LiteLLM PyPI Supply Chain Attack (TeamPCP) — AI agent toolchains are now primary targets

Investigate: YES | Action: Audit every environment for LiteLLM 1.82.7 or 1.82.8 immediately. If found, treat as fully compromised — rotate all credentials. Pin LiteLLM in all manifests. Check Google ADK Python if you use [eval] or [extensions] extras.

This is the most urgent security item in the report.

On 24 March 2026, threat actor TeamPCP published backdoored versions of the litellm Python package after stealing PyPI credentials via a compromised Trivy GitHub Action in LiteLLM’s CI/CD pipeline.

The compromised packages were litellm 1.82.7 and 1.82.8, live on PyPI from 10:39 UTC for approximately 40 minutes before being quarantined.

The payload design is sophisticated and particularly dangerous for developer machines.

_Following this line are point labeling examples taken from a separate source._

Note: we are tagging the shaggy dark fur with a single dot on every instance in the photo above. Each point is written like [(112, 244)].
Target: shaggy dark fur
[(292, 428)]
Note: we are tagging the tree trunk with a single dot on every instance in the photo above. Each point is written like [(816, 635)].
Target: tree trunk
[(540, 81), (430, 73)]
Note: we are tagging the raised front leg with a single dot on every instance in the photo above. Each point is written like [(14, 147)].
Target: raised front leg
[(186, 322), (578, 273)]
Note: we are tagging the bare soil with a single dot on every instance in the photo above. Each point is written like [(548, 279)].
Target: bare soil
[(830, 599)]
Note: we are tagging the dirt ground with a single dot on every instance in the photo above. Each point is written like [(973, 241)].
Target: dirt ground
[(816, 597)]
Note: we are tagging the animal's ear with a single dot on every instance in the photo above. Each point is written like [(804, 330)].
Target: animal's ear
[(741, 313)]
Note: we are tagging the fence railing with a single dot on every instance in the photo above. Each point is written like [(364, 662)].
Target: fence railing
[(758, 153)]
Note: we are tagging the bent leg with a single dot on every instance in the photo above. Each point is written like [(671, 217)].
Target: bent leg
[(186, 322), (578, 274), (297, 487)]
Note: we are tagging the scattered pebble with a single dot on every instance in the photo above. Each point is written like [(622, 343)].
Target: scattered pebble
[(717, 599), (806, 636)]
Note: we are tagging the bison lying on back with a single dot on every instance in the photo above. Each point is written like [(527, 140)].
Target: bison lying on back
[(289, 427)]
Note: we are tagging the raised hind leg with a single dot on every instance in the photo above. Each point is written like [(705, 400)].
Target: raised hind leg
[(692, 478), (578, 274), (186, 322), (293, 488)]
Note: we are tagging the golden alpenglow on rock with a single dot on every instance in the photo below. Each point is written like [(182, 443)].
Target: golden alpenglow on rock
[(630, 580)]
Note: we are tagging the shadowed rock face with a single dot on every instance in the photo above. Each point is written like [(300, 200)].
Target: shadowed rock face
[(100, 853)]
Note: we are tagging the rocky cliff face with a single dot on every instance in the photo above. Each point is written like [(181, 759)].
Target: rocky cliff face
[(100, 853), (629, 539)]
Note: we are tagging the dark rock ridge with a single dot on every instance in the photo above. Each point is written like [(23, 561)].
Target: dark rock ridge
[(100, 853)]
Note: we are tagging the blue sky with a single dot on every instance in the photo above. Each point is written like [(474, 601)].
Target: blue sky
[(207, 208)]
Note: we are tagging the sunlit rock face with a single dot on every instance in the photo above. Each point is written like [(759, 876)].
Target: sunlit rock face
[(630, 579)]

The compromised versions contained a .pth file (litellm_init.pth) that executes automatically on every Python process startup — no import required. It harvests SSH keys, .env files, AWS/GCP/Azure credentials, Kubernetes configs, database passwords, shell history, crypto wallets, and CI/CD secrets, then exfiltrates via AES-256-CBC + RSA-4096 encrypted POST to an attacker-controlled lookalike domain.

The package passed all standard integrity checks because the malicious content was published using legitimate credentials — no hash mismatch, no suspicious domain, no misspelled package name.

The blast radius for agent framework users is direct.

LiteLLM is an opt-in dependency installed from PyPI when you install the eval and extensions extras in Google ADK Python.

Google’s advisory recommends rotating all secrets, API keys, SSH keys, and service account keys in any environment where affected LiteLLM versions were installed and investigating exposed infrastructure.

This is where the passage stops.